Certainly, neither Mahathir nor Yassin is an ideal messenger to warn of threats to Malaysian freedom. Mahathir memorably sacked his then-deputy, Anwar Ibrahim, in 1998 after Anwar clashed with the prime minister over monetary policy and over the need for greater freedoms within the ruling party and in Malaysia in general. Mahathir then continued to dominate government as the authorities pursued a highly dubious case against Anwar for sodomy. (The governments of Najib and predecessor Abdullah Badawi would pursue a second, equally dubious case against Anwar a decade later.)

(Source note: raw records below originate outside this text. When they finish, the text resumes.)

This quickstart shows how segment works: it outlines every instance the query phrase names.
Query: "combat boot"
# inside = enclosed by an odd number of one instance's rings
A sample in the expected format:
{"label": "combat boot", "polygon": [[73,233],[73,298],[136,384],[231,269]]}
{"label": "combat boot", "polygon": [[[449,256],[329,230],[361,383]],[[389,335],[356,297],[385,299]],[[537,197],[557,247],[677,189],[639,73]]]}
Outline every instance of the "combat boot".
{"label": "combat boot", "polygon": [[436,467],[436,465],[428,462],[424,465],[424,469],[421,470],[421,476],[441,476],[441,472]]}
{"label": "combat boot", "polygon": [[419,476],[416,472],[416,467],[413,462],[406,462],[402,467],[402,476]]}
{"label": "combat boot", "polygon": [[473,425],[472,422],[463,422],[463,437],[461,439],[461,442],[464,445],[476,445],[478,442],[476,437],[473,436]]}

But the criticisms delivered by Mahathir and Yassin hit home. Over the past two years, Malaysia under Najib has shifted from a hybrid regime in which a relatively vibrant civil society coexisted with a moderately repressive government toward outright authoritarianism. Within the governing coalition, Najib and his allies have virtually eliminated dissenters. The government also has undercut the independence of vital institutions ranging from the office of the Attorney General to the central bank. Legislation making it easier to criminalize dissent, and Anwar’s jailing in the second sodomy case, has decimated the opposition coalition, a disparate group of parties that needed Anwar’s experience and magnetism to hold the alliance together.

The government has tried to suspend or block access to independent Malaysian media outlets, and Malaysian courts have even upheld the government’s ban on T-shirts worn by the Bersih civil society group; the government claims that the shirts are a threat to national security. With Mahathir leaving the party, and likely to launch more attacks on Najib, the country’s backsliding could get worse — quickly.

  1. #1 by boh-liao on Wednesday, 2 March 2016 - 7:28 am

    WHO can save d nation?
    D great impartial, not racist Utusan M dat embodies d spirit of 1Malaysia

  2. #2 by good coolie on Wednesday, 2 March 2016 - 12:54 pm

    Mr. Kurlantzick, Malaysians must cringe when every time you blame “Yassin” for something, because Yassin is Muhyiddin’s father. Yassin in other words, is the patronymic of Muhyiddin; it is not the surname of Muhyiddin (Malays do not use a surname/ family name). You must just call the ex/axed-Deputy PM, “Muhyiddin”. Don’t worry, you are not alone in this mistake: Westerners invariably make this mistake, except in the case of Dr. Mahatir, who escapes being called by his patronymic.